Many follow these theories because they are passionate about the “new.” There have always been followers of the “new” which, as Nahuel Moreno said half a century ago, “is nothing more than the negation of the need for the Marxist program and party in the name of something much older: humanist socialism, individual terrorism, elitist, typical of anarchists and populists, propaganda by facts, empiricism as contempt for theory and program, the worship of facts and momentary successes”[3].
Over the years what is considered “new” changes, but the methodology remains the same and the motivations remain as Moreno described them.
But, as always, the working class has the last word. Today it is showing its strength and the force of its intervention not only in the struggles in the United Kingdom, Italy, Germany, and France but also in the role it is playing in the Ukrainian resistance against the Russian invasion.
In agreement with Marx, we believe “the emancipation of the working classes must be conquered by the working classes themselves.” And in accordance with Lenin, we understand the only way to achieve that goal is with the leadership of a revolutionary Marxist party. Just as we agree with Trotsky that the crisis of humanity is the crisis of its revolutionary leadership.
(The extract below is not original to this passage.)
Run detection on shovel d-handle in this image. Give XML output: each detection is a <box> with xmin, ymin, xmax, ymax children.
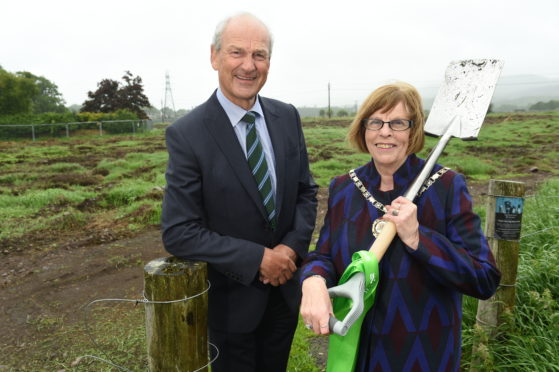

There is no doubt that the great task remains to advance in overcoming this crisis. Only then will we ensure that the struggles of the working class are directed toward the destruction of imperialism and the seizure of power to build the workers’ state on the road to socialism.
[1] “Protracted war,” a strategy defended by Maoism starting with the Third Chinese Revolution, which was the product of the long march by Mao’s army beginning in 1928 and ending in 1949
[2] General Charles de Gaulle led the French army in exile, and after the Second World War, he returned as a national hero. In 1958 he was elected Prime Minister and then President. His strategy was to reinforce the president’s power diminishing that of the parliament; he was responsible for the constitutional clause Macron used to approve the retirement age increase.
[3] Nahuel Moreno, Marxist Logic and Modern Sciences, Editorial Xolotl, p. 103.